Concept Influence: Leveraging Interpretability to Improve Performance and Efficiency in Training Data Attribution
This addresses the need for scalable and explainable training data attribution for practitioners dealing with unintended model behaviors, representing an incremental improvement over existing methods.
The paper tackles the problem of identifying training data that drive specific behaviors in large language models by introducing Concept Influence, which attributes behavior to semantic directions rather than individual test examples, achieving comparable performance to classical methods while being over an order-of-magnitude faster.
As large language models are increasingly trained and fine-tuned, practitioners need methods to identify which training data drive specific behaviors, particularly unintended ones. Training Data Attribution (TDA) methods address this by estimating datapoint influence. Existing approaches like influence functions are both computationally expensive and attribute based on single test examples, which can bias results toward syntactic rather than semantic similarity.
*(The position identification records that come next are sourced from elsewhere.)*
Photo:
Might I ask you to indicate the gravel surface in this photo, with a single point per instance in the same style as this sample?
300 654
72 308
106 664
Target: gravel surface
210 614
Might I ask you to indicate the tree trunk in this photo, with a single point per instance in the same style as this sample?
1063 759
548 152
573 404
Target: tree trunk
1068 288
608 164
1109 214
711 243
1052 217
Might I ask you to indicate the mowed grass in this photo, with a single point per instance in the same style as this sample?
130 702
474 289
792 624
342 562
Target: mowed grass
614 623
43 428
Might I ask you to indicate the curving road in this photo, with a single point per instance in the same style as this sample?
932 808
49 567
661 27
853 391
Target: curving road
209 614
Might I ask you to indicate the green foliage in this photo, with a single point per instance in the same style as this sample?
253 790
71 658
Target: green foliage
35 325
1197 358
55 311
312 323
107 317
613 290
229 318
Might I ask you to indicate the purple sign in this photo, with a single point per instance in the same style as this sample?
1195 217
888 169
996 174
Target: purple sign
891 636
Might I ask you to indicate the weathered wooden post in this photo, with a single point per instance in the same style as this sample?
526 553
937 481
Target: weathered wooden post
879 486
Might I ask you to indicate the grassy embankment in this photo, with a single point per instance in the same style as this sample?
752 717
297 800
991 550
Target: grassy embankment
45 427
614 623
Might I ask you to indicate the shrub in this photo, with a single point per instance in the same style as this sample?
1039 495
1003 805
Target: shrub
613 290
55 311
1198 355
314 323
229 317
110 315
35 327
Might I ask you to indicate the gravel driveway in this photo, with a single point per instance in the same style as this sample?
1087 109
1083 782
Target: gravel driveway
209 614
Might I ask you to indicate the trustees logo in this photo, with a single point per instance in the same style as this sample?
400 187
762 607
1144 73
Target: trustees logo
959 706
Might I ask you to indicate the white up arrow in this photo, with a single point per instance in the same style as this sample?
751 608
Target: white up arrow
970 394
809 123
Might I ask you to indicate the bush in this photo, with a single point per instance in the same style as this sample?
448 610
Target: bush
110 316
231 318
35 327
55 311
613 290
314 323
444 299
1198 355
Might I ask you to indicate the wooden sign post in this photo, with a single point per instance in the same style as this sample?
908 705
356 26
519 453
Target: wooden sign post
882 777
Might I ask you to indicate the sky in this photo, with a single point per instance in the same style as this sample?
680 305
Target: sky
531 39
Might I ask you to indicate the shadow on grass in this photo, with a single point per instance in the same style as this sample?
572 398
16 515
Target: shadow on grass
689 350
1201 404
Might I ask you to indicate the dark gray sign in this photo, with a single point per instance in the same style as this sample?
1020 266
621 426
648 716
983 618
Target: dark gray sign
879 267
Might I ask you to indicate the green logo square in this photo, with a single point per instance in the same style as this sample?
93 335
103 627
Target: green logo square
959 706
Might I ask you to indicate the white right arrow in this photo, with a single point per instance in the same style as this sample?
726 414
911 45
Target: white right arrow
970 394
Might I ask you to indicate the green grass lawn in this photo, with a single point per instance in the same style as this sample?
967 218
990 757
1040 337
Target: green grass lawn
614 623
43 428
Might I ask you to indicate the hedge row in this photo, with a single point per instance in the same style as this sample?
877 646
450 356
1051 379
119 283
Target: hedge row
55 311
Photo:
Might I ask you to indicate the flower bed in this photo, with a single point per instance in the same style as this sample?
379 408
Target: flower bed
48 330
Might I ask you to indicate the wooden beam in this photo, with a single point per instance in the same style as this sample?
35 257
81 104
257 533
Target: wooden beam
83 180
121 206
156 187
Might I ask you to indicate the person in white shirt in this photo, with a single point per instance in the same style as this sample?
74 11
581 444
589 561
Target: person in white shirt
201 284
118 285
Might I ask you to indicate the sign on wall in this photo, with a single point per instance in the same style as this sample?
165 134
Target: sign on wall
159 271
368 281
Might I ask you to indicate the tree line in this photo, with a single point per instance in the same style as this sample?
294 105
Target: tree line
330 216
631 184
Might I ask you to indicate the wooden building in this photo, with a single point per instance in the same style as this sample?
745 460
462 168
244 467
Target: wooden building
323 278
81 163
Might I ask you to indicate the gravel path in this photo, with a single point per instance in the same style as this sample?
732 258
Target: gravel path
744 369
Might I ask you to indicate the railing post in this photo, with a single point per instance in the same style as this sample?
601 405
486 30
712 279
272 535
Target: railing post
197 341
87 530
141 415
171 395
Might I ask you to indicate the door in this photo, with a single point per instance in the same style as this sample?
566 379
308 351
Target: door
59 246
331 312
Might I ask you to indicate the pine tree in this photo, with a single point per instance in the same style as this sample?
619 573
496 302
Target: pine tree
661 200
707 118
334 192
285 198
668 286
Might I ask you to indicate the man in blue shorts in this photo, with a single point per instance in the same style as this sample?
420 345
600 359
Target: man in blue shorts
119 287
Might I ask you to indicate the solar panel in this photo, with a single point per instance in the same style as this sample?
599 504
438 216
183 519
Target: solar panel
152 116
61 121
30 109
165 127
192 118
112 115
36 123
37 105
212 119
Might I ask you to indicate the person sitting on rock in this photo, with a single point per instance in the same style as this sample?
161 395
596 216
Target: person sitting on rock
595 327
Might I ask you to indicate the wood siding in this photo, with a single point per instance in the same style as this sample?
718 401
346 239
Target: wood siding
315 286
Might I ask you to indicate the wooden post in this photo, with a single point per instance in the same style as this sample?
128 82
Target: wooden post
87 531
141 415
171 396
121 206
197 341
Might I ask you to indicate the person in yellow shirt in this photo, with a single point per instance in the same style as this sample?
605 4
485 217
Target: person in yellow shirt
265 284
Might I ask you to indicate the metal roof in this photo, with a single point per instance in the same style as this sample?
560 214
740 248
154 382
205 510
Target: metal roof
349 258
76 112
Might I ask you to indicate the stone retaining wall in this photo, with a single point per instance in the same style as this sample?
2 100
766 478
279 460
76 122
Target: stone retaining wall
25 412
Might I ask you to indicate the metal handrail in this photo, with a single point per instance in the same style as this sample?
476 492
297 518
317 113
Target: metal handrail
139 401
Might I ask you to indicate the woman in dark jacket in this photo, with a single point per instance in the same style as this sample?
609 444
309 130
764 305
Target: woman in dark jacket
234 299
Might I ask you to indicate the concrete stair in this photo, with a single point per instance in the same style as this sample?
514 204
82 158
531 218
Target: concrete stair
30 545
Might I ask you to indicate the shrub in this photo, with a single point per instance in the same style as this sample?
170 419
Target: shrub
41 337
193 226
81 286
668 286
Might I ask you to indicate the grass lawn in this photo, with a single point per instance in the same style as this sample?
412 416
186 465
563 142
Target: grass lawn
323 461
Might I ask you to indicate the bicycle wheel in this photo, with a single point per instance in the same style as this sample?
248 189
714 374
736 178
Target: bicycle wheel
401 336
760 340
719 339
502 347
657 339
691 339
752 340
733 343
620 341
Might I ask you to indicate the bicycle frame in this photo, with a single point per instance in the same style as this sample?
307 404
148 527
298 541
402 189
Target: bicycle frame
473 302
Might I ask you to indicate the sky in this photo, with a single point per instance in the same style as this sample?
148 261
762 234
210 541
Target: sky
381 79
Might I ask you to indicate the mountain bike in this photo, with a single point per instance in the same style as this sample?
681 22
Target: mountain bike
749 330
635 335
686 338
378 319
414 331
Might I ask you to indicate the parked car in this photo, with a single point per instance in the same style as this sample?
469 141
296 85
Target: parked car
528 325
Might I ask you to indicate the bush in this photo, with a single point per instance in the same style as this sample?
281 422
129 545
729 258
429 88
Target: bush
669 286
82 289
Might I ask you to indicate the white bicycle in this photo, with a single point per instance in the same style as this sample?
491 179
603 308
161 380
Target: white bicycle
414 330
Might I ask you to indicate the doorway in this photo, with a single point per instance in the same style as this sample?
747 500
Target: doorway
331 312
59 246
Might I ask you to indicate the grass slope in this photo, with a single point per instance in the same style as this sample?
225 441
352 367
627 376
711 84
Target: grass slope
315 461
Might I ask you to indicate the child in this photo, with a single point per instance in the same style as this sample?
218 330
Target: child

To address these issues of scalability and influence to abstract behavior, we leverage interpretable structures within the model during the attribution. First, we introduce Concept Influence which attribute model behavior to semantic directions (such as linear probes or sparse autoencoder features) rather than individual test examples. Second, we show that simple probe-based attribution methods are first-order approximations of Concept Influence that achieve comparable performance while being over an order-of-magnitude faster. We empirically validate Concept Influence and approximations across emergent misalignment benchmarks and real post-training datasets, and demonstrate they achieve comparable performance to classical influence functions while being substantially more scalable. More broadly, we show that incorporating interpretable structure within traditional TDA pipelines can enable more scalable, explainable, and better control of model behavior through data.